Probability – L05.2 Definition of Random Variables

We will now define the notion of a random variable.

Very loosely speaking, a random variable is a numerical quantity that takes random values.

But what does this mean? We want to be a little more precise and I’m going to introduce the idea through an example.

Suppose that our sample space is a set of students labeled according to their names.

Or for simplicity, let’s just label them as a, b, c, and d.

Our probabilistic experiment is to pick a student at random according to some probability law and then record their weight in kilograms.

So for example, suppose that the outcome of the experiment was this particular student, and the weight of that student is 62.

Or it could be that the outcome of the experiment is this particular student, and that particular student has a weight of 75 kilograms.

The weight of a particular student is a number, little w.

But let us think of the abstract concept of weight, something that we will denote by capital W.
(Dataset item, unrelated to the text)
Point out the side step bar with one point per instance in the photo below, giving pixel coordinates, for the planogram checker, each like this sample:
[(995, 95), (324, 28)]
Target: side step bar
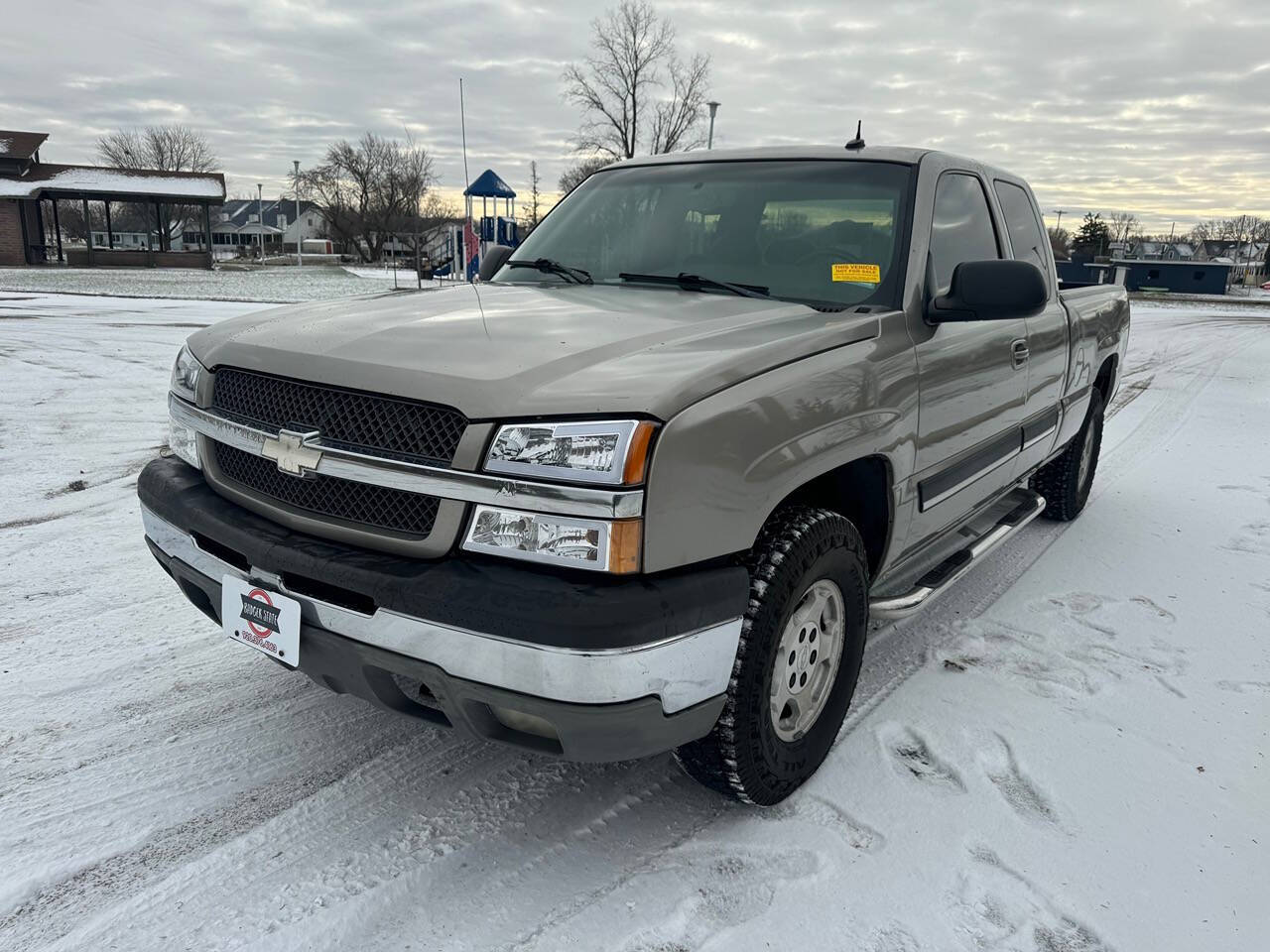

Weight is an object whose value is determined once you tell me the outcome of the experiment, once you tell me which student was picked.

In this sense, weight is really a function of the outcome of the experiment.

So think of weight as an abstract box that takes as input a student and produces a number, little w, which is the weight of that particular student.

Or more concretely, think of weight with a capital W as a procedure that takes a student, puts him or her on a scale, and reports the result.

In this sense, weight is an object of the same kind as the square root function that’s sitting inside your computer.

The square root function is a function.

It’s a subroutine, perhaps it is a piece of code, that takes as input a number, let’s say the number 9, and produces another number.

In this case, it would be the number 3, which is the square root of 9.

Notice here the distinction that we will keep emphasizing over and over.

Square root of 9 is a number.

It is the number 3.

The box square root is a function.

Now, let us go back to our probabilistic experiment.

Note that a probabilistic experiment such as the one in our example can have several associated random variables.

For example, we could have another random variable denoted by capital H, which is the height of a student recorded in meters.

So if the outcome of the experiment, for example, was student a, then this random variable would take a value which is the height of that student, let’s say it was 1.7.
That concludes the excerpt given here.